Blazor Gets a Fiddle
What's an experimental, potentially game-changing Web development technology without a fiddle?
Using another new, immature, experimental technology called WebAssembly, Blazor seeks to provide a .NET-centric Web app framework that can be coded in high-level languages, including C# and other C-family languages. WebAssembly (or Wasm) is an assembly-like binary instruction format that acts as the compilation target for Blazor code, allowing it to run in the browser, hopefully with native .NET performance. Specifically, a Blazor app's code consists of normally compiled .NET assemblies that are downloaded to a browser and run in a WebAssembly-based .NET runtime that's downloaded with the code. So only that runtime code is compiled to WebAssembly.

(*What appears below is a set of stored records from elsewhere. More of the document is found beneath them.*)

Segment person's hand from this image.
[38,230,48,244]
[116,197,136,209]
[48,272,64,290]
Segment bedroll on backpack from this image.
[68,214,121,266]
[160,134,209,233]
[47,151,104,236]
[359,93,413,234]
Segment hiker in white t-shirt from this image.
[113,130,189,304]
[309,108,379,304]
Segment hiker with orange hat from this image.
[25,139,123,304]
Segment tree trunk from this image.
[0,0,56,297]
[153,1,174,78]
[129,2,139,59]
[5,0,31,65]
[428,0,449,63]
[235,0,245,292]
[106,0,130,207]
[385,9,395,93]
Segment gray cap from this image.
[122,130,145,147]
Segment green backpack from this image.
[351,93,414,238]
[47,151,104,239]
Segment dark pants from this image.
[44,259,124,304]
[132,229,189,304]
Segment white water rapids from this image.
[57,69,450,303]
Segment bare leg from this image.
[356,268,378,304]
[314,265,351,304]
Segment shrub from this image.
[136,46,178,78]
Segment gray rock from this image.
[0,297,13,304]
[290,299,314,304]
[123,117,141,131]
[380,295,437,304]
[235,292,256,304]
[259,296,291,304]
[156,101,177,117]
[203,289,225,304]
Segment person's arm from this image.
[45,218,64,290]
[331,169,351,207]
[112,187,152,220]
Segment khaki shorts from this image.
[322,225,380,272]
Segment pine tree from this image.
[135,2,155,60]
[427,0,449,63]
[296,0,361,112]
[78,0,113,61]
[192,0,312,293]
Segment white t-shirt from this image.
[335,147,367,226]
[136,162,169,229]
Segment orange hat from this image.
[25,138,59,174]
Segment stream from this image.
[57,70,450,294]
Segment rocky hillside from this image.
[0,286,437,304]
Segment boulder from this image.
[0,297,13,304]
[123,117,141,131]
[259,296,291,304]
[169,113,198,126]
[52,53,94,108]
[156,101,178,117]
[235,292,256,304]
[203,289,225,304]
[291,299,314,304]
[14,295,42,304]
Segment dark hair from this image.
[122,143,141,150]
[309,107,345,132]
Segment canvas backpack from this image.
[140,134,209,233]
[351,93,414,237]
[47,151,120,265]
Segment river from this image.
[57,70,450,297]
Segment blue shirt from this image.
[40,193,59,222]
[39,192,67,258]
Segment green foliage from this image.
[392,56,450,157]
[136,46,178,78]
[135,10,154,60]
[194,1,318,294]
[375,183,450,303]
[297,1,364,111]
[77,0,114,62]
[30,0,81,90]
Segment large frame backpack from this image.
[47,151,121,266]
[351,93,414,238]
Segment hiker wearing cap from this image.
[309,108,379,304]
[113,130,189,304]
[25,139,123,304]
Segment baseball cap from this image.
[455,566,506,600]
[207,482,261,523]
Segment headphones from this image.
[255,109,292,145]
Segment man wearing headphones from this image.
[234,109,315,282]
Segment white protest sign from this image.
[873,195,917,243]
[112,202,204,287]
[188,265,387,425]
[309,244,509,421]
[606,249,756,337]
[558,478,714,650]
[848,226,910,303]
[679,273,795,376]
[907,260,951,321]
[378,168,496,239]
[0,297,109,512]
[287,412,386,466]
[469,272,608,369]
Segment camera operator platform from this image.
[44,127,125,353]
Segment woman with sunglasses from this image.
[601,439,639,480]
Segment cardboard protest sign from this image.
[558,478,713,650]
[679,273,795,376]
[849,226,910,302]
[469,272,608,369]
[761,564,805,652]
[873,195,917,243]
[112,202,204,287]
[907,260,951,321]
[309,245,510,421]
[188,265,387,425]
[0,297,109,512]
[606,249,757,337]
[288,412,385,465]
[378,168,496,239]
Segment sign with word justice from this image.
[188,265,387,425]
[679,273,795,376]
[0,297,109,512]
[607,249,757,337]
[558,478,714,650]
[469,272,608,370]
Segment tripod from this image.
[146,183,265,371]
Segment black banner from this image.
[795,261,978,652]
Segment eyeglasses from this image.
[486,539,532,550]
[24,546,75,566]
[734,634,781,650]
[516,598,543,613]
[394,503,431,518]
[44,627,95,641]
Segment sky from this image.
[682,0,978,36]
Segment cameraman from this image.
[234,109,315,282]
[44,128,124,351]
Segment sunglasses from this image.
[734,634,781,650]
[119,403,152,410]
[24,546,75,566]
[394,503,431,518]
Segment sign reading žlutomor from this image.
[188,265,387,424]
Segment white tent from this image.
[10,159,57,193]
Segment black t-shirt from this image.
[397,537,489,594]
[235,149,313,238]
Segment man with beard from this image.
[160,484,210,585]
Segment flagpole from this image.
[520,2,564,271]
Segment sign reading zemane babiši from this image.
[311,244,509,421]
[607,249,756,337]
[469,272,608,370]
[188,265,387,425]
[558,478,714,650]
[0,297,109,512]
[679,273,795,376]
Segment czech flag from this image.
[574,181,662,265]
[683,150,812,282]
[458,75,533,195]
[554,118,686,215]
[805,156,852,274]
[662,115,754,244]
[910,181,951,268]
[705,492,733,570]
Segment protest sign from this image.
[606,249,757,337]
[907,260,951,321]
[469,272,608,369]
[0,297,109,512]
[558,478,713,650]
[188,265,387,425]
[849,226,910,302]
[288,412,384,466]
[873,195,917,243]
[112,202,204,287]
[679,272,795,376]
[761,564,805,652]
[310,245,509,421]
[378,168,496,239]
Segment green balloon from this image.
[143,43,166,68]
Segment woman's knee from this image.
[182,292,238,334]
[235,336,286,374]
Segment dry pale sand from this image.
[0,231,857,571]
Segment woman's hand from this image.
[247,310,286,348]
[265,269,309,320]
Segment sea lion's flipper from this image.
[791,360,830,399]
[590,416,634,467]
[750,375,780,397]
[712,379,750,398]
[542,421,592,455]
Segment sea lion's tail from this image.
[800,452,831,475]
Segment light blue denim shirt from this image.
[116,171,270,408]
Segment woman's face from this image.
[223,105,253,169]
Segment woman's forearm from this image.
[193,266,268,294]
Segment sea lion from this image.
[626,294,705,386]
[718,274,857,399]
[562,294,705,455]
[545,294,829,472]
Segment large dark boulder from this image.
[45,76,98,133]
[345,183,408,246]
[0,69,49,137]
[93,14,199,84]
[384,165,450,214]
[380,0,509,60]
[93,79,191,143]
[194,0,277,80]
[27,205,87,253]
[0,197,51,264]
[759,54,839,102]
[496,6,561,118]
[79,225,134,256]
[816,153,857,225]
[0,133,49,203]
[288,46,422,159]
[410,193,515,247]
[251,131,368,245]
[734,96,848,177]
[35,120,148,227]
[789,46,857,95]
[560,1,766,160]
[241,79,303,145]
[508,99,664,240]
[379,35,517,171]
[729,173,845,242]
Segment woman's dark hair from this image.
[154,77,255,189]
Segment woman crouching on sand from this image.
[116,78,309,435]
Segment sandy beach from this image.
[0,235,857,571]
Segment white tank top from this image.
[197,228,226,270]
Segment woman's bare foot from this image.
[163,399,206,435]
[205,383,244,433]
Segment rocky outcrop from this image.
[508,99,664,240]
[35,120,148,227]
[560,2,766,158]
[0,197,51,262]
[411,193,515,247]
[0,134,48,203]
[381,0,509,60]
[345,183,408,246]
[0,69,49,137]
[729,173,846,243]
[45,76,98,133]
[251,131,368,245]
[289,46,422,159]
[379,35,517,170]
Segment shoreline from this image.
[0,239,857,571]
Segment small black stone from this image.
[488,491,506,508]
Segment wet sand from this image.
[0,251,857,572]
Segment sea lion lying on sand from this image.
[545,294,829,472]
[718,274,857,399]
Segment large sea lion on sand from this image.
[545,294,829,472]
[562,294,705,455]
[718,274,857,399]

This approach can now be fiddled with in Blazor Fiddle, published by Vladimir Samoilenko and Eugene Shmakov. It features several pre-coded samples, including the counter app frequently used in Blazor "Hello World" type tutorials. In addition to incremental counting, the samples show how to fetch data, present a newsfeed, manage a to-do list and even take a Blazor survey.
The fiddle also serves to show off another Blazor-oriented offering, MatBlazor, which provides Blazor components based on the Material Design scheme and is used to style the fiddle's example newsfeed client. And yes, MatBlazor itself is still experimental.
Microsoft has been marching through the experimental stages of its Blazor project en route to 1.0 status, most recently shipping Blazor 0.7.0.
Blazor engineers ran into a problem with the client side of the project possibly caused by the difficulty in getting the immature and evolving WebAssembly to work with .NET.
The server-side model was easier to work with, and that has been encapsulated under the name Razor Components, slated to be included with .NET Core 3.0 when it ships next year.
David Ramel is the editor of Visual Studio Magazine.